To avoid potential stability problems of the genetic constructs, cotB DNA encoding the three 27-amino-acid repeats of CotB (Fig. 1A) was not included in the gene fusions and only DNA encoding the N-terminal 275 amino acids of CotB was used (Fig. 1B). Fusion A (Fig. 1B) was obtained by cloning tetC in frame with the serine codon at position 275 (Fig. 1A); fusion B (Fig. 1B) was constructed by inserting tetC between cotB transcriptional-translational signals and cotB DNA coding for the first 275 amino acids; fusion C (Fig. 1B) was derived from fusion A by addition of DNA coding for the C-terminal 41 amino acids of CotB (Fig. 1A). All gene fusions were integrated on the B. subtilis chromosome at the amyE locus by double-crossover recombination events (see Materials and Methods).

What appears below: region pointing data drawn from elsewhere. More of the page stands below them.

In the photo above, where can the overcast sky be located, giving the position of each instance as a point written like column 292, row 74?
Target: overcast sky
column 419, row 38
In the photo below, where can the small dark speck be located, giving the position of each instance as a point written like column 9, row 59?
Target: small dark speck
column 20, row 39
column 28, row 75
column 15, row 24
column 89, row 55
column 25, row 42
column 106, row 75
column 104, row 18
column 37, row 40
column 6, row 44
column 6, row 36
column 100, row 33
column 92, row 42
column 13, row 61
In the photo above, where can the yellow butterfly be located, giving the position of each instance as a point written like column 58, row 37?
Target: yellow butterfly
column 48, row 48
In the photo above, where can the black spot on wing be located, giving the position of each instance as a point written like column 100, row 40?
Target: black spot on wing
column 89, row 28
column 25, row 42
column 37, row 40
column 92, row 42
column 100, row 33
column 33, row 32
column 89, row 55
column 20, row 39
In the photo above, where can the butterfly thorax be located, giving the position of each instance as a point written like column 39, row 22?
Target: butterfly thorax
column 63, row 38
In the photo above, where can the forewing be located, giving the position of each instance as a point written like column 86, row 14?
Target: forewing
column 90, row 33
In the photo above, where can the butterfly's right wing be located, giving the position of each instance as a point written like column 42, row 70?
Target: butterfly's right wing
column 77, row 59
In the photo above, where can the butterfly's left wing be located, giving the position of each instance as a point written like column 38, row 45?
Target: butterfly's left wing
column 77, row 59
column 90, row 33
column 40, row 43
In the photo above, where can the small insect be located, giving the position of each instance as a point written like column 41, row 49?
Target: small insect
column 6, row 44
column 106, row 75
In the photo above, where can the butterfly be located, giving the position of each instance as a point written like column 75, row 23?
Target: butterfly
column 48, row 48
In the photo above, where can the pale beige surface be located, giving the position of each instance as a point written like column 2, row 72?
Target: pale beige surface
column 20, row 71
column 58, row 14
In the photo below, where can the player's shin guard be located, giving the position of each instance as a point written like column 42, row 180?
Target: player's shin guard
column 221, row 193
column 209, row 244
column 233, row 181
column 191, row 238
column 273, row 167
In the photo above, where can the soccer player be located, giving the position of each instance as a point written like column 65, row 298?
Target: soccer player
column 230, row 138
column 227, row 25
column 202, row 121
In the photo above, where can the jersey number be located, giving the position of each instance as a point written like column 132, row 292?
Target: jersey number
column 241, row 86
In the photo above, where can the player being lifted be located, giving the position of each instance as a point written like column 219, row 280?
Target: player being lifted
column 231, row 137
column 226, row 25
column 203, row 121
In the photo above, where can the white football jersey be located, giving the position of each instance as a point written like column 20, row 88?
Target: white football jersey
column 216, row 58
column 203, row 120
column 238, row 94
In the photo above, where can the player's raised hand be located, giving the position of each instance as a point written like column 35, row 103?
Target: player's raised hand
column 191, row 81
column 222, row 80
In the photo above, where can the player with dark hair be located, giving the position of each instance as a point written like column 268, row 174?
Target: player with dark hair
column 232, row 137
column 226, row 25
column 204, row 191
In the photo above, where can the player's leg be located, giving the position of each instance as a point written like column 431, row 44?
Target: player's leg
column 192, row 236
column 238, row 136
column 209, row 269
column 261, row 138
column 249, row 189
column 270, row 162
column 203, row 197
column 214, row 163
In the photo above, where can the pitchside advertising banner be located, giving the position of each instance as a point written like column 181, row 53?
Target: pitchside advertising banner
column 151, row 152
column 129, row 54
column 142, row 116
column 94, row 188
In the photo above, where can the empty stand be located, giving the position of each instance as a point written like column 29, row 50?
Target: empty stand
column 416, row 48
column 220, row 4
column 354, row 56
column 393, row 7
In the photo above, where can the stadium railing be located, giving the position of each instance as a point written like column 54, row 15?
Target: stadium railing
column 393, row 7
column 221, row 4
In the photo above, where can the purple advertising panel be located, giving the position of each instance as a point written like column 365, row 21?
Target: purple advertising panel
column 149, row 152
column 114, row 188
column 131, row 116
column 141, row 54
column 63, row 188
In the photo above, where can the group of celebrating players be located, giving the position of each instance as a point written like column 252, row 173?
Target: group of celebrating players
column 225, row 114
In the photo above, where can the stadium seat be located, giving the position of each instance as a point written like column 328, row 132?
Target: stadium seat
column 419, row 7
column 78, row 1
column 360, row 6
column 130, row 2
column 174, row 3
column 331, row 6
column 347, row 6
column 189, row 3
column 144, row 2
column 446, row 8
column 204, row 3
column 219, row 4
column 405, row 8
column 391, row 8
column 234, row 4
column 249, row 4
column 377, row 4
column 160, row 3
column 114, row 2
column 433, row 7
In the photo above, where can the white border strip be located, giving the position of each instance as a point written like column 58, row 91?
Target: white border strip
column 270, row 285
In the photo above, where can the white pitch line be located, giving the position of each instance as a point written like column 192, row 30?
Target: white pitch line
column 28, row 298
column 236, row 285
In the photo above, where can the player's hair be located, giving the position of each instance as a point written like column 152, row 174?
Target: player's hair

Individual clones for each transformation were tested by PCR (data not shown); these clones were named RH103 (fusion A), RH110 (fusion B), and RH109 (fusion C) and were used for further analysis. The three recombinant strains and their isogenic parental strain PY79 showed comparable sporulation and germination efficiencies, and their spores were equally resistant to chloroform and lysozyme treatment (data not shown), indicating that the presence of the CotB-TTFC fusion does not significantly affect spore structure and/or function.CotB-TTFC gene fusions are localized to the spore coat.
To
verify that CotB-TTFC gene fusions were localized to the spore coat, we
analyzed cell extracts of sporulating cells in Western blot experiments
with anti-CotB and anti-TTFC antibodies. Strains RH103 (fusion A),
RH110 (fusion B), and RH109 (fusion C) were grown in Difco sporulation
(DS) medium and harvested 7 h after the onset of
sporulation, at the time of maximal cotB expression
(9, 14). Cells were disrupted by sonication, and the
total-cell extract (supernatant) was separated from forming spores,
unbroken cells, and cell debris (pellet) by centrifugation. The
obtained pellet was then used to extract coat proteins by SDS-DTT
treatment at 65°C. Then 50-µg portions of total proteins obtained
from supernatant and pellet of each strain were fractionated on a 10%
polyacrylamide gel, blotted, and reacted with anti-CotB and anti-TTFC
antibodies. As shown in Fig. 3 (lanes 1 to 8), specific CotB-TTFC signals were observed only in the pellet
fractions of the three strains. Our interpretation of these results was
that CotB-TTFC was assembled on the forming spore (pellet) and, as a
consequence, not found in the cell extracts (supernatant). To determine
whether this interpretation was correct, we used chromosomal DNA-mediated transformation to move the gene fusions into an isogenic B. subtilis strain with the cotG gene deleted
(ER203; Table 1), since CotG is known to be required for CotB assembly
within the spore coat (27). We then repeated the
experiment as described above and collected sporulating cells 7 h
after the onset of sporulation. As shown in Fig. 3 (lanes 9 to 16), in
a cotG null background CotB-TTFC specific signals were found
in the cell extract fraction (supernatant), thus allowing us to infer
that CotB-TTFC gene fusions are spore coat associated.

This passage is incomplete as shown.